Jules Verne

Griffier de volgende zaak!"

Fix had, in zijn hoek gezeten, met een onuitsprekelijk genoegen Phileas Fogg hooren veroordeelen tot acht dagen gevangenisstraf te Calcutta. Dat was langer tijd dan noodig was om het bevel tot in hechtenisneming te ontvangen.

Passepartout was geheel verpletterd. De veroordeeling deed zijn meester diens geheele fortuin verliezen. Een weddenschap van twintig duizend pond verloren, alleen omdat hij als een echte slenteraar dien verwenschten afgodstempel van Malabarhill binnengetreden was!

Phileas Fogg bleef zoo geheel meester over zich zelven alsof hem de veroordeeling volstrekt niet aanging. Ja, hij fronste zelfs zijn wenkbrauwen niet. Maar op het oogenblik dat de griffier een andere zaak zou roepen, richtte hij zich op met de woorden:

"Ik bied borgtocht aan."

"Dat is uw recht," antwoordde de rechter.

Fix dacht dat hij door den grond zou zinken, maar hij herstelde zich weer spoedig, toen hij vernam wat de rechter zeide.

"Overwegende dat Phileas Fogg en zijn bediende vreemdelingen zijn, wordt borgtocht voor ieder gesteld op de aanzienlijke som van duizend pond."

Twee duizend pond moest het Fogg kosten, zoo hij met zijne veroordeeling geen vrede nam.

"Ik betaal," zeide de gentleman, en haalde uit den zak, dien Passepartout droeg, een pak banknoten, dat hij op den lessenaar van den griffier legde.

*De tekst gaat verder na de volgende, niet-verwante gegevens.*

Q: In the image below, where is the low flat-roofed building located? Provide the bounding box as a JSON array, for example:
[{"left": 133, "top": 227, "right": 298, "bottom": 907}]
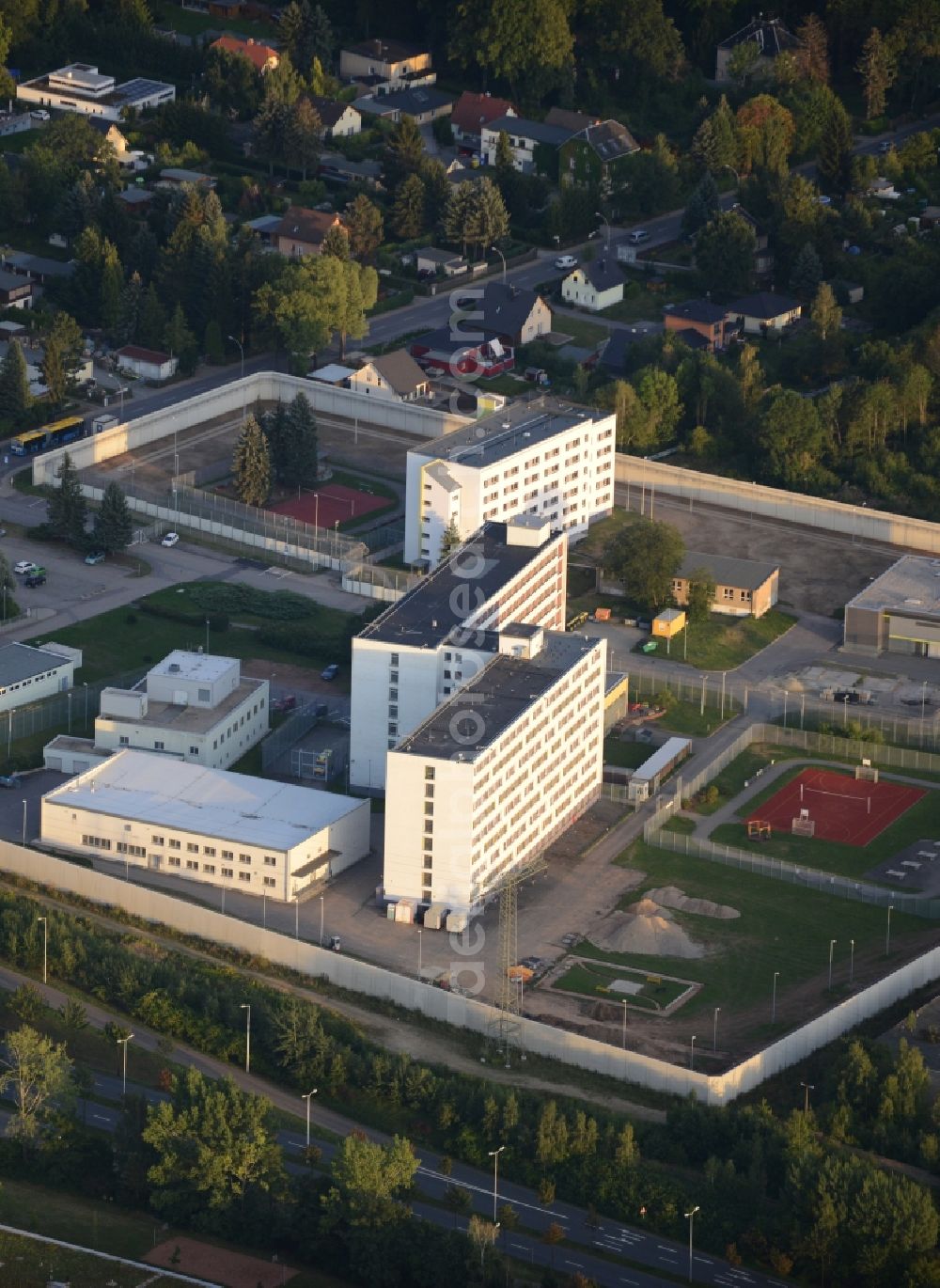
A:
[
  {"left": 672, "top": 550, "right": 780, "bottom": 617},
  {"left": 349, "top": 515, "right": 568, "bottom": 790},
  {"left": 17, "top": 63, "right": 177, "bottom": 121},
  {"left": 0, "top": 643, "right": 81, "bottom": 711},
  {"left": 383, "top": 623, "right": 606, "bottom": 913},
  {"left": 843, "top": 555, "right": 940, "bottom": 657},
  {"left": 41, "top": 751, "right": 369, "bottom": 901}
]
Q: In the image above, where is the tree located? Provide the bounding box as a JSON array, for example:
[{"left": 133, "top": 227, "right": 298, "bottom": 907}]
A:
[
  {"left": 42, "top": 310, "right": 85, "bottom": 404},
  {"left": 810, "top": 282, "right": 842, "bottom": 341},
  {"left": 391, "top": 174, "right": 425, "bottom": 241},
  {"left": 696, "top": 210, "right": 757, "bottom": 295},
  {"left": 0, "top": 1026, "right": 72, "bottom": 1150},
  {"left": 324, "top": 1132, "right": 418, "bottom": 1228},
  {"left": 790, "top": 243, "right": 822, "bottom": 300},
  {"left": 142, "top": 1069, "right": 283, "bottom": 1219},
  {"left": 603, "top": 519, "right": 685, "bottom": 608},
  {"left": 0, "top": 338, "right": 32, "bottom": 421},
  {"left": 232, "top": 416, "right": 271, "bottom": 506},
  {"left": 855, "top": 27, "right": 898, "bottom": 121},
  {"left": 94, "top": 483, "right": 133, "bottom": 555},
  {"left": 682, "top": 170, "right": 721, "bottom": 237},
  {"left": 285, "top": 98, "right": 323, "bottom": 179},
  {"left": 46, "top": 452, "right": 87, "bottom": 549},
  {"left": 345, "top": 192, "right": 385, "bottom": 264},
  {"left": 686, "top": 568, "right": 716, "bottom": 624},
  {"left": 438, "top": 515, "right": 463, "bottom": 564}
]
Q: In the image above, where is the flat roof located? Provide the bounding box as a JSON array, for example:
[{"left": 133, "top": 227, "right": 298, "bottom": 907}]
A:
[
  {"left": 679, "top": 550, "right": 779, "bottom": 589},
  {"left": 846, "top": 555, "right": 940, "bottom": 617},
  {"left": 408, "top": 398, "right": 610, "bottom": 469},
  {"left": 389, "top": 631, "right": 603, "bottom": 762},
  {"left": 42, "top": 749, "right": 362, "bottom": 850},
  {"left": 147, "top": 648, "right": 238, "bottom": 683},
  {"left": 358, "top": 522, "right": 554, "bottom": 651},
  {"left": 0, "top": 643, "right": 74, "bottom": 689}
]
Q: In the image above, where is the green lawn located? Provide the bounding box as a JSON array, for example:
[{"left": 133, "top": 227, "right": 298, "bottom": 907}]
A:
[
  {"left": 711, "top": 765, "right": 940, "bottom": 878},
  {"left": 551, "top": 962, "right": 689, "bottom": 1011},
  {"left": 592, "top": 841, "right": 936, "bottom": 1020},
  {"left": 24, "top": 586, "right": 363, "bottom": 683}
]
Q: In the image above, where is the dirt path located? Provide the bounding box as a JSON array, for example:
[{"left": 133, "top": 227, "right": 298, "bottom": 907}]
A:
[{"left": 0, "top": 881, "right": 666, "bottom": 1123}]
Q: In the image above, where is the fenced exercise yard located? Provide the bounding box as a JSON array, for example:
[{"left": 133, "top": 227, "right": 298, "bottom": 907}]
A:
[{"left": 745, "top": 769, "right": 925, "bottom": 845}]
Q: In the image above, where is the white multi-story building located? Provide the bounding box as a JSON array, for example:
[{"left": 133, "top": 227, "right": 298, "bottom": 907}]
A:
[
  {"left": 349, "top": 515, "right": 568, "bottom": 790},
  {"left": 17, "top": 63, "right": 177, "bottom": 121},
  {"left": 404, "top": 398, "right": 617, "bottom": 567},
  {"left": 41, "top": 751, "right": 369, "bottom": 901},
  {"left": 0, "top": 643, "right": 81, "bottom": 711},
  {"left": 44, "top": 649, "right": 269, "bottom": 774},
  {"left": 383, "top": 626, "right": 606, "bottom": 913}
]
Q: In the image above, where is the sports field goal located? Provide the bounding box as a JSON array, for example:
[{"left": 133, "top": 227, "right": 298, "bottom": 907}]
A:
[{"left": 790, "top": 809, "right": 816, "bottom": 836}]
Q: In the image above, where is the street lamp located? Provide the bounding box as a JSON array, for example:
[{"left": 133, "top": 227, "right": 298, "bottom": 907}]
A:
[
  {"left": 118, "top": 1033, "right": 133, "bottom": 1096},
  {"left": 240, "top": 1002, "right": 251, "bottom": 1073},
  {"left": 490, "top": 1145, "right": 506, "bottom": 1225},
  {"left": 685, "top": 1203, "right": 702, "bottom": 1283},
  {"left": 36, "top": 917, "right": 49, "bottom": 984},
  {"left": 300, "top": 1087, "right": 318, "bottom": 1149}
]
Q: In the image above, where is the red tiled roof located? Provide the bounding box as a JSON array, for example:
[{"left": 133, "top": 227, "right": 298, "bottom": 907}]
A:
[{"left": 210, "top": 36, "right": 281, "bottom": 72}]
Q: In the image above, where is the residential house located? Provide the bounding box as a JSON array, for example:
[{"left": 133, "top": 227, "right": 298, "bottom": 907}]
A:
[
  {"left": 272, "top": 206, "right": 342, "bottom": 258},
  {"left": 559, "top": 121, "right": 640, "bottom": 192},
  {"left": 480, "top": 116, "right": 575, "bottom": 175},
  {"left": 209, "top": 31, "right": 281, "bottom": 76},
  {"left": 450, "top": 90, "right": 516, "bottom": 152},
  {"left": 0, "top": 269, "right": 32, "bottom": 309},
  {"left": 340, "top": 39, "right": 436, "bottom": 93},
  {"left": 349, "top": 349, "right": 431, "bottom": 401},
  {"left": 115, "top": 344, "right": 179, "bottom": 380},
  {"left": 469, "top": 282, "right": 551, "bottom": 347},
  {"left": 727, "top": 291, "right": 804, "bottom": 335},
  {"left": 714, "top": 14, "right": 807, "bottom": 83},
  {"left": 415, "top": 246, "right": 466, "bottom": 277},
  {"left": 310, "top": 94, "right": 362, "bottom": 139},
  {"left": 672, "top": 550, "right": 780, "bottom": 617},
  {"left": 354, "top": 86, "right": 453, "bottom": 125},
  {"left": 408, "top": 326, "right": 515, "bottom": 379},
  {"left": 663, "top": 300, "right": 731, "bottom": 353},
  {"left": 561, "top": 255, "right": 623, "bottom": 313}
]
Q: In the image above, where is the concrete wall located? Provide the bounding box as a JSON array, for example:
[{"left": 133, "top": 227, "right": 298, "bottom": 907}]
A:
[
  {"left": 614, "top": 452, "right": 940, "bottom": 554},
  {"left": 7, "top": 841, "right": 940, "bottom": 1105},
  {"left": 32, "top": 371, "right": 469, "bottom": 484}
]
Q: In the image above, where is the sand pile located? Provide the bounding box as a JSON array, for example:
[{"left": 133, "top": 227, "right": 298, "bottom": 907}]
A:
[
  {"left": 643, "top": 887, "right": 741, "bottom": 921},
  {"left": 594, "top": 899, "right": 704, "bottom": 957}
]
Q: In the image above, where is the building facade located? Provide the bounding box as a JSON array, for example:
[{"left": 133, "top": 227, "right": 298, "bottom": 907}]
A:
[
  {"left": 383, "top": 624, "right": 606, "bottom": 913},
  {"left": 41, "top": 751, "right": 369, "bottom": 901},
  {"left": 404, "top": 398, "right": 616, "bottom": 567},
  {"left": 349, "top": 519, "right": 568, "bottom": 791}
]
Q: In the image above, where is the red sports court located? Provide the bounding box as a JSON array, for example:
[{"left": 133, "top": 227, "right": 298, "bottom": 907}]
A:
[
  {"left": 745, "top": 769, "right": 923, "bottom": 845},
  {"left": 268, "top": 483, "right": 389, "bottom": 528}
]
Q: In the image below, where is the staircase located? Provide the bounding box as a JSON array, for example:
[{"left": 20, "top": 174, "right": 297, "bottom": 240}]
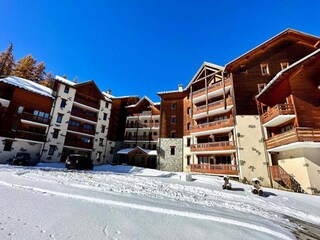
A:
[{"left": 270, "top": 165, "right": 304, "bottom": 193}]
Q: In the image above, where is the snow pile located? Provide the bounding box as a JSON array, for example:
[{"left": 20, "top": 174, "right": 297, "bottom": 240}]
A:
[{"left": 0, "top": 163, "right": 320, "bottom": 239}]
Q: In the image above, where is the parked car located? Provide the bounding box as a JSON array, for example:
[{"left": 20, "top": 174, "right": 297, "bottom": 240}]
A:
[
  {"left": 65, "top": 154, "right": 93, "bottom": 170},
  {"left": 11, "top": 152, "right": 31, "bottom": 166}
]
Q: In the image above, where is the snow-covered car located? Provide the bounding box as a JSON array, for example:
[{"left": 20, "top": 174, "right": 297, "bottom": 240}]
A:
[
  {"left": 65, "top": 154, "right": 93, "bottom": 170},
  {"left": 11, "top": 152, "right": 31, "bottom": 166}
]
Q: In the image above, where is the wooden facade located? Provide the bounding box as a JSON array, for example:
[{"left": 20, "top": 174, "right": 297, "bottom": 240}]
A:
[{"left": 0, "top": 80, "right": 53, "bottom": 142}]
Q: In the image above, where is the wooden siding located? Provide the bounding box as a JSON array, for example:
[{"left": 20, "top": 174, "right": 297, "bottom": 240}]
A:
[
  {"left": 190, "top": 141, "right": 236, "bottom": 152},
  {"left": 190, "top": 164, "right": 239, "bottom": 175},
  {"left": 261, "top": 104, "right": 295, "bottom": 123},
  {"left": 266, "top": 128, "right": 320, "bottom": 149},
  {"left": 231, "top": 40, "right": 314, "bottom": 115}
]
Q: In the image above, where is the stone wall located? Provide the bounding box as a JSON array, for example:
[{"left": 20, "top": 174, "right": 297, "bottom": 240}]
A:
[{"left": 158, "top": 138, "right": 183, "bottom": 172}]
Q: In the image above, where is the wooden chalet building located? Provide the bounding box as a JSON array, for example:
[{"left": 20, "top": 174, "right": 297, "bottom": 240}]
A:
[
  {"left": 42, "top": 76, "right": 111, "bottom": 164},
  {"left": 0, "top": 76, "right": 54, "bottom": 163},
  {"left": 104, "top": 94, "right": 139, "bottom": 164},
  {"left": 158, "top": 29, "right": 320, "bottom": 191},
  {"left": 117, "top": 96, "right": 160, "bottom": 168},
  {"left": 256, "top": 49, "right": 320, "bottom": 194}
]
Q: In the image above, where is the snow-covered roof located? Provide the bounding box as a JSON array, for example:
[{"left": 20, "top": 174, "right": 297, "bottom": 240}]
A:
[
  {"left": 102, "top": 92, "right": 114, "bottom": 100},
  {"left": 0, "top": 76, "right": 54, "bottom": 98},
  {"left": 256, "top": 49, "right": 320, "bottom": 98},
  {"left": 55, "top": 75, "right": 76, "bottom": 86},
  {"left": 126, "top": 96, "right": 154, "bottom": 108}
]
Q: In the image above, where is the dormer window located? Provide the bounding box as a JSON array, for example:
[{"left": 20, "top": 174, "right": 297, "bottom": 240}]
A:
[
  {"left": 240, "top": 64, "right": 247, "bottom": 73},
  {"left": 260, "top": 63, "right": 270, "bottom": 75},
  {"left": 280, "top": 62, "right": 289, "bottom": 70}
]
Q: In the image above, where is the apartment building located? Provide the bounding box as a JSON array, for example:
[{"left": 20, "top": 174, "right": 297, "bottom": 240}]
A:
[
  {"left": 117, "top": 96, "right": 160, "bottom": 168},
  {"left": 104, "top": 94, "right": 139, "bottom": 164},
  {"left": 0, "top": 77, "right": 54, "bottom": 163},
  {"left": 158, "top": 29, "right": 320, "bottom": 191},
  {"left": 41, "top": 76, "right": 112, "bottom": 164},
  {"left": 256, "top": 49, "right": 320, "bottom": 194}
]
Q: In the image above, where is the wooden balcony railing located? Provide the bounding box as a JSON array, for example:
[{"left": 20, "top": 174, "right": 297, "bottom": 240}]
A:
[
  {"left": 64, "top": 139, "right": 93, "bottom": 149},
  {"left": 21, "top": 112, "right": 51, "bottom": 125},
  {"left": 190, "top": 118, "right": 234, "bottom": 133},
  {"left": 74, "top": 95, "right": 100, "bottom": 109},
  {"left": 266, "top": 128, "right": 320, "bottom": 149},
  {"left": 68, "top": 125, "right": 96, "bottom": 135},
  {"left": 124, "top": 135, "right": 159, "bottom": 141},
  {"left": 193, "top": 97, "right": 232, "bottom": 115},
  {"left": 190, "top": 163, "right": 239, "bottom": 175},
  {"left": 190, "top": 141, "right": 235, "bottom": 152},
  {"left": 14, "top": 130, "right": 46, "bottom": 142},
  {"left": 192, "top": 79, "right": 231, "bottom": 98},
  {"left": 261, "top": 104, "right": 295, "bottom": 124},
  {"left": 71, "top": 110, "right": 98, "bottom": 122},
  {"left": 126, "top": 123, "right": 160, "bottom": 128}
]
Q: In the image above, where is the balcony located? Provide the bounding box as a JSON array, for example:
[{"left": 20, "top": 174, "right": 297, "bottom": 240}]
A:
[
  {"left": 21, "top": 112, "right": 51, "bottom": 125},
  {"left": 64, "top": 139, "right": 93, "bottom": 149},
  {"left": 190, "top": 164, "right": 239, "bottom": 176},
  {"left": 190, "top": 118, "right": 234, "bottom": 136},
  {"left": 190, "top": 141, "right": 236, "bottom": 153},
  {"left": 71, "top": 110, "right": 98, "bottom": 122},
  {"left": 124, "top": 135, "right": 159, "bottom": 141},
  {"left": 126, "top": 123, "right": 160, "bottom": 129},
  {"left": 266, "top": 128, "right": 320, "bottom": 152},
  {"left": 192, "top": 79, "right": 231, "bottom": 103},
  {"left": 68, "top": 125, "right": 96, "bottom": 136},
  {"left": 74, "top": 95, "right": 100, "bottom": 109},
  {"left": 193, "top": 97, "right": 233, "bottom": 119},
  {"left": 10, "top": 130, "right": 46, "bottom": 142},
  {"left": 261, "top": 104, "right": 296, "bottom": 127}
]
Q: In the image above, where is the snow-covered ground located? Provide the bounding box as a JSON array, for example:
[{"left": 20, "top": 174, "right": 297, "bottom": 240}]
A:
[{"left": 0, "top": 164, "right": 320, "bottom": 240}]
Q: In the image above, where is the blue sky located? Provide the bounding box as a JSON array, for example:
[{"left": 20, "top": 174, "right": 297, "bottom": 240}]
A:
[{"left": 0, "top": 0, "right": 320, "bottom": 101}]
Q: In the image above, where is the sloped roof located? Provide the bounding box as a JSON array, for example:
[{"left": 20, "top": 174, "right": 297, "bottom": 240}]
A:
[
  {"left": 0, "top": 76, "right": 54, "bottom": 98},
  {"left": 225, "top": 28, "right": 320, "bottom": 69},
  {"left": 256, "top": 49, "right": 320, "bottom": 98}
]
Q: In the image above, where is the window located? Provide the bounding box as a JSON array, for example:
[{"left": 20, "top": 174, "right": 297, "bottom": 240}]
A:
[
  {"left": 171, "top": 116, "right": 177, "bottom": 124},
  {"left": 60, "top": 99, "right": 67, "bottom": 108},
  {"left": 280, "top": 62, "right": 289, "bottom": 70},
  {"left": 260, "top": 63, "right": 269, "bottom": 75},
  {"left": 187, "top": 156, "right": 191, "bottom": 166},
  {"left": 57, "top": 113, "right": 63, "bottom": 123},
  {"left": 187, "top": 138, "right": 191, "bottom": 147},
  {"left": 170, "top": 146, "right": 176, "bottom": 155},
  {"left": 96, "top": 152, "right": 101, "bottom": 162},
  {"left": 17, "top": 106, "right": 24, "bottom": 114},
  {"left": 239, "top": 64, "right": 247, "bottom": 73},
  {"left": 64, "top": 86, "right": 69, "bottom": 93},
  {"left": 258, "top": 83, "right": 266, "bottom": 92},
  {"left": 110, "top": 147, "right": 114, "bottom": 154},
  {"left": 3, "top": 140, "right": 13, "bottom": 151},
  {"left": 48, "top": 145, "right": 56, "bottom": 155},
  {"left": 52, "top": 129, "right": 60, "bottom": 138}
]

"Dit geld zal u in staat stellen om de gevangenis te ontloopen," zeide de rechter. "Gij zijt intusschen vrij onder borgtocht."

"Ga mee," zeide Fogg tot zijn knecht.

"Als zij mij ten minste mijne schoenen maar teruggeven! zeide Passepartout woedend.

Men gaf hem zijne schoenen terug.

Een duur paar schoenen! mompelde hij. Elk meer dan duizend pond! En dan komt er nog bij dat zij mij klemmen! Toen volgde hij zeer neerslachtig Fogg, die mevrouw Aouda zijn arm had geboden. Fix hoopte altijd nog dat zijn dief nooit besluiten zou om die twee duizend pond te betalen, maar liever voor acht dagen in de gevangenis zou gaan. Hij volgde Fogg dus op den voet.

Deze, mevrouw Aouda en Passepartout, stegen terstond in een rijtuig. Fix liep het na en zag dat het weldra op de kade stilhield.

Op een halve mijl afstand van de kust lag de Rangoon voor anker; haar vlag was ten teeken van vertrek boven in den mast geheschen. Het sloeg elf uur, Fogg was dus nog een uur voor. Fix zag hem uit het rijtuig stijgen en in een bootje gaan met mevrouw Aouda en zijn knecht. De detective stampvoette.

"De deugniet!" riep hij, "hij reist toch weg! Twee duizend pond opgeofferd! Hij is zoo verkwistend als een dief. Ik zal hem toch in mijn macht krijgen, al was het ook aan het einde van de wereld; maar als hij zoo voortgaat, zal ik al het geld van den diefstal er bij inschieten."

De inspecteur van politie was geheel ter prooi aan deze gedachten. En waarlijk sedert hij Londen had verlaten, had Phileas Fogg, zoowel aan reiskosten als fooien, den koop van den olifant, de borgtochten en de boeten, reeds meer dan vijfduizend pond besteed en de zooveel percent van de teruggevonden som, welke toegekend wordt aan den detective, verminderde voortdurend.

ZESTIENDE HOOFDSTUK.

Waarin Fix het doet voorkomen niets te weten van de zaken, waarover men hem spreekt.

De Rangoon, een der mailbooten van de P. en O. Compagnie, die de Chineesche en Japansche zeeen bevaart, evenaarde de Mongolia in snelheid, maar niet in goede inrichting. Mevrouw Aouda had hier dan ook niet zulk een goede plaats bekomen, als Fogg wel gewenscht had. Maar het was slechts een tocht van elf of twaalf dagen en de jeugdige vrouw was geen lastige reisgezellin.

Gedurende de eerste dagen van dezen overtocht maakte Aouda nadere kennis met Fogg. Bij elke gelegenheid betoonde zij hem de grootste dankbaarheid. De flegmatieke gentleman hoorde haar, althans oogenschijnlijk, met de meeste kalmte aan, zonder dat eenig woord of gebaar de minste aandoening verried. Hij zorgde altijd dat het de jonge vrouw aan niets ontbrak. Op bepaalde uren kwam hij bij haar, zoo niet om tot haar te spreken, dan toch om naar haar te luisteren.